The next day we made it to the main road, after a morning as celebrity foreigners at a middle school. As we rolled closer to Xuyong town, more and more tunnel mouths spilled out piles of coal. Entire towns were nothing but spaces for piling, loading, and sorting chunks of coal, with facilities for humans to live in squeezed haphazardly about. The coal spilled down riverbanks and tracked onto the road.
Closer to Xuyong the “towns” were merely strips of lousy buildings hugging the road, with every imaginable petty industry and trade related to trucks. Men welded next to the road, and fixed tires next to the road, and painted trucks next to the road, and repaired engines next to the road, and pounded out red hot machine parts next to the road, and rented girls in rooms next to the road. The air was sooty, and roared and honked with the sounds of buses and trucks. None of the workmen I saw wore any kind of mask, glove, or safety glasses. We passed a dusty sign reading “protect our earth and water for a more beautiful Xuyong.” I do not know if such pronouncements were more laughable or pitiable. There was no government regulation or presence visible except for such sad wishes on neglected signs.

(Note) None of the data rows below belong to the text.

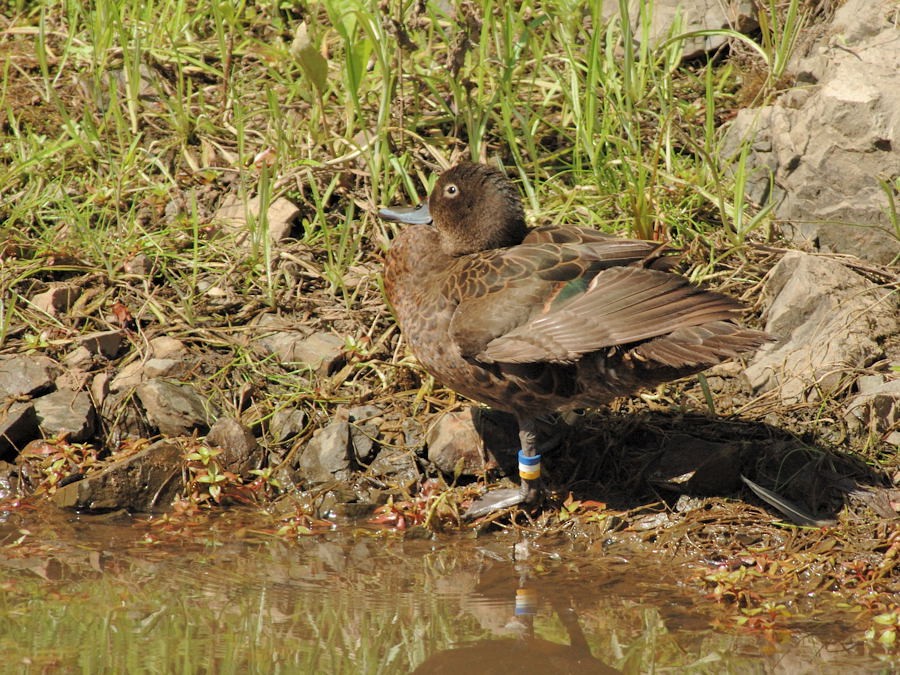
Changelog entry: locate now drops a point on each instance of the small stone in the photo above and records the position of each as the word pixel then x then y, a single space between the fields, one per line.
pixel 18 426
pixel 175 409
pixel 100 388
pixel 128 378
pixel 138 265
pixel 280 216
pixel 66 412
pixel 80 357
pixel 165 368
pixel 468 442
pixel 56 300
pixel 26 375
pixel 327 457
pixel 401 466
pixel 286 424
pixel 365 422
pixel 165 347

The wide flat road spawned a hell on earth of mining and petty industry. But it would not go on unless most of the people were making money from it. And the abandoned fields covering the hillsides told that story quite clearly. Entire mountainsides had been carved long ago into tiny shelves, a few yards long and one wide, enough space for a few rows of cabbage or corn. Now the sharp cuts were softened with grass; it was as if a big chest of drawers had been left with the drawers partly pulled out, then draped in a green blanket.
We rode into Xuyong. The road was as wide as a plaza, and it split the town in two, lay it open to the blaring horns of the trucks. The road that had run through the mountains 50 miles away, a squiggle helpless under their feet, had turned into a raging current of commerce so strong that it pulled businesses and people toward it. But its strength and breadth also made it desolate; people were turned to ants on its smoky, roaring surface. The racket of trucks ricocheted off the big buildings on both sides. A hotel manager quoted different prices for the front and rear-facing rooms. The road was a no-person’s land, an ordeal that the city would die without.